I was blissfully unaware, sleeping until 1:30, curled up in my own little bubble.
It wasn't until my neighbor called, wanting to know about the fire, that I knew something was different.
And then that bubble popped.
Even though I couldn't smell the smoke, I imagined I could.
Imagined it wafting ahead of the flames.
My parents drove home from their weekend away.
As much as I love my time just to myself, I was so incredibly relieved to have them home.
To no longer be the only person responsible for myself, the cat, our belongings, and our home.
I actually slept, although I know people who didn't, because they had gotten that call, and were packing up their cars and families and heading out.
I have had time to walk through the house, to consider each piece.
Everything holds a memory.
Every little thing makes up my home, my safe place.
Yet I realized yesterday when I was madly dashing around, trying to grab it all, that I didn't need to grab it all.
I need myself and the cat.
End of story.
I would miss it all, but all I really need are my parents and my cat.
Of course there are things I would grab; that I have grabbed.
Of course I'm terrified of this being the last time I'll see all my things.

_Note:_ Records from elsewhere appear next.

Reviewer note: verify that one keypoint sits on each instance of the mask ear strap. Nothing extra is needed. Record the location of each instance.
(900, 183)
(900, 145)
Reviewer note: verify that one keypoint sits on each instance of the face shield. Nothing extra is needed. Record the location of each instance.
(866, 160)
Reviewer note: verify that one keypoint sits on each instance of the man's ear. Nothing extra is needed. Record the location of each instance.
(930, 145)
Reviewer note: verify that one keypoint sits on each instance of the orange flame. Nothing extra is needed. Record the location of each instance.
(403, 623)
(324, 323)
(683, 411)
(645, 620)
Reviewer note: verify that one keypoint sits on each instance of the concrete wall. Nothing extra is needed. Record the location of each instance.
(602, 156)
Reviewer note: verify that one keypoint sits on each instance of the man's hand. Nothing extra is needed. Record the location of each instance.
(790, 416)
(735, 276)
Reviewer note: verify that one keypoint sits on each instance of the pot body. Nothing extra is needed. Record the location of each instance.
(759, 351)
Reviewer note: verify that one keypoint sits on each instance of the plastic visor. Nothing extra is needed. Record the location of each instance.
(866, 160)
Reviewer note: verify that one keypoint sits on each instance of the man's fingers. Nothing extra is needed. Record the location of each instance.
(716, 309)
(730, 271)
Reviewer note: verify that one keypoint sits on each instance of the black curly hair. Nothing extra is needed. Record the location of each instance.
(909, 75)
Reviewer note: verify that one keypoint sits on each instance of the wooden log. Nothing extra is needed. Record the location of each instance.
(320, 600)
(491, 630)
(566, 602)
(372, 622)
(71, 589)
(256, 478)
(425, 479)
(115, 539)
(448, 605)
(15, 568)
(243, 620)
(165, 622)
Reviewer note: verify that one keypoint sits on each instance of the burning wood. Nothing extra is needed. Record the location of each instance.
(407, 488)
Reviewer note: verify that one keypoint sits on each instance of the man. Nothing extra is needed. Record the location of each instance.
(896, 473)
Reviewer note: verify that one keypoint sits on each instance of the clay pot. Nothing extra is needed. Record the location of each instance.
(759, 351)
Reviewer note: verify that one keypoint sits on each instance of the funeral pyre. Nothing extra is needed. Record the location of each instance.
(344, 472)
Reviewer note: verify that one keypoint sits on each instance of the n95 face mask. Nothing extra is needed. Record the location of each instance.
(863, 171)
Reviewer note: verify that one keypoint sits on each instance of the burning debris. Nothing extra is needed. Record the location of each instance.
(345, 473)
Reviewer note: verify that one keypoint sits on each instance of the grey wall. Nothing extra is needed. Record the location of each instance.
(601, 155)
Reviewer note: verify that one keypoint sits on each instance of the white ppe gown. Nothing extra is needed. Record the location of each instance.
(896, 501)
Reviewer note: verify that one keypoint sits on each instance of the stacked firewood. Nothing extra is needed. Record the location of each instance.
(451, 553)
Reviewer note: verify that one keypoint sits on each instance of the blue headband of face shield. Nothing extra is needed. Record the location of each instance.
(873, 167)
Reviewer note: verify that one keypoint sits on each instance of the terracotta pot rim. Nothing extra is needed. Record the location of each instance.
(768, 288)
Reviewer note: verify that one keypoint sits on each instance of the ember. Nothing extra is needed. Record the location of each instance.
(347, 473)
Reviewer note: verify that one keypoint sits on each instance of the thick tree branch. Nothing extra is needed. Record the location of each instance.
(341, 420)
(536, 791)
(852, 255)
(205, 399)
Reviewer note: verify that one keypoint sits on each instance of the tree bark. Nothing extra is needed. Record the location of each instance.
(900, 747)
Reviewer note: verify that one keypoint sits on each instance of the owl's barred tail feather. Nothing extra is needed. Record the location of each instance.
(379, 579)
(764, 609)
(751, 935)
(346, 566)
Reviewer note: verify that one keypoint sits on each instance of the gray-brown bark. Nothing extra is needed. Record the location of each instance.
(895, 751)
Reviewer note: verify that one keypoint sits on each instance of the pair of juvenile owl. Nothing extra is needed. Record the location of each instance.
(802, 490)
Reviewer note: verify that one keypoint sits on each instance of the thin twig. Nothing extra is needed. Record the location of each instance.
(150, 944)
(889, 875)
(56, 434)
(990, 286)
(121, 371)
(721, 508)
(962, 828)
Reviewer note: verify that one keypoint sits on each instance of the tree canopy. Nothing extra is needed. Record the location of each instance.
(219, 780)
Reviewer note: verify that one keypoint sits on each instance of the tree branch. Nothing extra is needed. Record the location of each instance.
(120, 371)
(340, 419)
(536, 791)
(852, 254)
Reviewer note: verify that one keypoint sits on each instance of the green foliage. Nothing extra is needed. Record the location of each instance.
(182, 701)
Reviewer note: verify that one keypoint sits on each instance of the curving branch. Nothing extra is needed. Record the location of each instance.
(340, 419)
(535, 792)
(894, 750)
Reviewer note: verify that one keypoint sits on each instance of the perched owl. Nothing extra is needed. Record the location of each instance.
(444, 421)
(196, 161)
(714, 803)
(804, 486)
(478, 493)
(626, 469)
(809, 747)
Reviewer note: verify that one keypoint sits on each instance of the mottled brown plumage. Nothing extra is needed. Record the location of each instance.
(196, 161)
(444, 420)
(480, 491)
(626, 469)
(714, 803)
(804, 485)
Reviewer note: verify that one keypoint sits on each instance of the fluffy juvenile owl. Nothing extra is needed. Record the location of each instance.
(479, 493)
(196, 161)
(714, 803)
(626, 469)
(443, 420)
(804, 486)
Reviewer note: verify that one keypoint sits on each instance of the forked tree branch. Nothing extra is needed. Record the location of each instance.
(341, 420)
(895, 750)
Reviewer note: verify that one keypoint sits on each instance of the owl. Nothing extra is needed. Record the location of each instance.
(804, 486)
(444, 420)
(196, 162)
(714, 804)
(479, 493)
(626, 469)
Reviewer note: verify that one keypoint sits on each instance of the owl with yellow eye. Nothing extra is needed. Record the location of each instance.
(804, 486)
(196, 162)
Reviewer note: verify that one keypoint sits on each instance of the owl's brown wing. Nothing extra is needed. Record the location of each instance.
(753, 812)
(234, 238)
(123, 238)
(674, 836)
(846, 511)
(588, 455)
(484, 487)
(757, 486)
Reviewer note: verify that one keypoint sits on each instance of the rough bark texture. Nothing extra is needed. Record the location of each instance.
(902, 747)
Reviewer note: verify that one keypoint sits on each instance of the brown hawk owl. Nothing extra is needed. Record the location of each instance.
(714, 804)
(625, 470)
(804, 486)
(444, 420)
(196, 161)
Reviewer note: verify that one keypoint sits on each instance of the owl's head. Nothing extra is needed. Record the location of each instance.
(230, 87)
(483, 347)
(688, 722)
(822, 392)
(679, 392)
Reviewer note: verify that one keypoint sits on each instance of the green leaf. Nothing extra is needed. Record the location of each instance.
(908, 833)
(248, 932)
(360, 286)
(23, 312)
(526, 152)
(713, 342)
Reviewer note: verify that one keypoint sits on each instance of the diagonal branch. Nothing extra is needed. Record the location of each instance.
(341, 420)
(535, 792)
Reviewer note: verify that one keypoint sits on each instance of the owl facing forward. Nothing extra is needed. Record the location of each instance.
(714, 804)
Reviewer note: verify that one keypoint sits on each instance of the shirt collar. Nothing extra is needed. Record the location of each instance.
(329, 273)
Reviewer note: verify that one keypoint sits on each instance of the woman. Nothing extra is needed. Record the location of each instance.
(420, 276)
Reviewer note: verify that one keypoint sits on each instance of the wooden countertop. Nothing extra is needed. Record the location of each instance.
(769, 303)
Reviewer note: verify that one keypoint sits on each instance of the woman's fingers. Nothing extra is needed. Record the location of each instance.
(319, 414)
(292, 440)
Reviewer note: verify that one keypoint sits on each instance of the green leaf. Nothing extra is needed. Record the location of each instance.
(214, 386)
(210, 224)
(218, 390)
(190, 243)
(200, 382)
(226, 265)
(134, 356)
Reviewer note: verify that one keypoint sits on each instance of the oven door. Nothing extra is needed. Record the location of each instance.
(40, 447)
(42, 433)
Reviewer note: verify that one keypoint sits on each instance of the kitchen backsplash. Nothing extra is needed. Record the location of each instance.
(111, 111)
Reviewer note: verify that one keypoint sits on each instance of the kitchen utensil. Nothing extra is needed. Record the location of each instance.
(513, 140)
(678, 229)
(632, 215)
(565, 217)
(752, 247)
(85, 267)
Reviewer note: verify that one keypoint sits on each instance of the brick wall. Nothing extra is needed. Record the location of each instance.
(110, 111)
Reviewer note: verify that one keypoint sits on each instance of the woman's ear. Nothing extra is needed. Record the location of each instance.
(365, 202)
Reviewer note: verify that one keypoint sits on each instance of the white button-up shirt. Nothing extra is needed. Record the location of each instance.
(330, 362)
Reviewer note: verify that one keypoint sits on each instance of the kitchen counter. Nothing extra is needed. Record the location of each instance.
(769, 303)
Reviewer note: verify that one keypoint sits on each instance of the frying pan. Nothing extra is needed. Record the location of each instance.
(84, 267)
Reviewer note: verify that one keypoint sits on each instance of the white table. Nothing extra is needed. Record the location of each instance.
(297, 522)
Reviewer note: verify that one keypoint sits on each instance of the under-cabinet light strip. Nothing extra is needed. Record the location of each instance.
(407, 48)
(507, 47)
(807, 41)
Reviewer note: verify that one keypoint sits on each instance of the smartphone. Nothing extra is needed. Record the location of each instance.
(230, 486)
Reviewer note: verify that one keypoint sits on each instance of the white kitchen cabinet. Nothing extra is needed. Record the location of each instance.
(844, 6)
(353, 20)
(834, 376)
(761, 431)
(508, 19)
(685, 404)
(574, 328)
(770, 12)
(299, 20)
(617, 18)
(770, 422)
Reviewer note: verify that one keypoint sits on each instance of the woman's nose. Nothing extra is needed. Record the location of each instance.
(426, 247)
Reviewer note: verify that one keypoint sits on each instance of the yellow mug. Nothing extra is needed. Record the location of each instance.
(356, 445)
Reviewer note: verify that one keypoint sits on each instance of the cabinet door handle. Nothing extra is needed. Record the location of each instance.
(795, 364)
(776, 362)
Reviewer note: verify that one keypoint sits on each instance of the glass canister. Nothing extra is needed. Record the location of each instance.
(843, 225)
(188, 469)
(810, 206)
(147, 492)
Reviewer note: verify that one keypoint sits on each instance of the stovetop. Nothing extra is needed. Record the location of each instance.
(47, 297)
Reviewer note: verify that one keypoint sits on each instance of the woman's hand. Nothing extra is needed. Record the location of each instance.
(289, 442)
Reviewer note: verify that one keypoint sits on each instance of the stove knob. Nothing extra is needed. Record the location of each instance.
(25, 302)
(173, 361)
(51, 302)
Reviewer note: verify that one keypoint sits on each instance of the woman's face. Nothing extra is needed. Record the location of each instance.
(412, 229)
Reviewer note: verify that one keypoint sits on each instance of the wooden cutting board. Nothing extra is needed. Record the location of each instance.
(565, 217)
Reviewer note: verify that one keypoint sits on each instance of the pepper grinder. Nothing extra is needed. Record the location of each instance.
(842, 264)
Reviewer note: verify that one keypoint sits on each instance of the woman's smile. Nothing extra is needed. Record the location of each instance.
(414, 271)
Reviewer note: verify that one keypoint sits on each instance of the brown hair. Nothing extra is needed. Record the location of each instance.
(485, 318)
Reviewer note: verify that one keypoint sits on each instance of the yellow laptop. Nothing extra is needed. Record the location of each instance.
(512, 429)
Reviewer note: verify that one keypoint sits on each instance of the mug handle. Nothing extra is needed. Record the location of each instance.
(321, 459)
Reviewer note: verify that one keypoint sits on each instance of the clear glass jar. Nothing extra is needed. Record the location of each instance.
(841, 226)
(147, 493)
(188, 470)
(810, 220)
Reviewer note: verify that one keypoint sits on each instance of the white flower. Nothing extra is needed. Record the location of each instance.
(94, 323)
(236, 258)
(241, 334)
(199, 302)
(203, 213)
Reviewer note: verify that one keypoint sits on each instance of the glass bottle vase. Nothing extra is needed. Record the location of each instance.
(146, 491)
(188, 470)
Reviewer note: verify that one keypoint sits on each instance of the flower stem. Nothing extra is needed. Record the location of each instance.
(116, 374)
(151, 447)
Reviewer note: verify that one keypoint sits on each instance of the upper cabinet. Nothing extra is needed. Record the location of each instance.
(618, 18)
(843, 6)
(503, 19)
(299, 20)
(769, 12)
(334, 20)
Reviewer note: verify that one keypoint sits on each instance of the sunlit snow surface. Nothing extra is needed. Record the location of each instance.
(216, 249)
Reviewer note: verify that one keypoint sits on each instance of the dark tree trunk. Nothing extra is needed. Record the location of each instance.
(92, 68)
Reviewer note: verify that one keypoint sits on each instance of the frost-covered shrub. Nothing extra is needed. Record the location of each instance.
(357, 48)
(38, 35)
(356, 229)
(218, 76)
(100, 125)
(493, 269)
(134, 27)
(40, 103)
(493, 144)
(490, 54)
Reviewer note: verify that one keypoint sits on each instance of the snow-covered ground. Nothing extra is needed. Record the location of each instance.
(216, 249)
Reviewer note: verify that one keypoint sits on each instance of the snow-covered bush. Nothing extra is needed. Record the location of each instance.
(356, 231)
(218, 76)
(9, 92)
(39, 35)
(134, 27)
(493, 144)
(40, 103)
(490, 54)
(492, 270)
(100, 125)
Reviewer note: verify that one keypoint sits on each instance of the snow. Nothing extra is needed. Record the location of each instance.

But at this moment I am safe and so are my family and friends.
And that is all I need.
2 comments:
This is exactly how I feel when we get the evacuation order due to a pending hurricane. In the end, you're right. As long as your family and friends are safe, material things can be replaced.
Oh hun.
I'm sorry y'all are having to deal with a nightmare such as this. I hope your home is ok, but as always, you're right, if you and family are safe, the rest is stuff.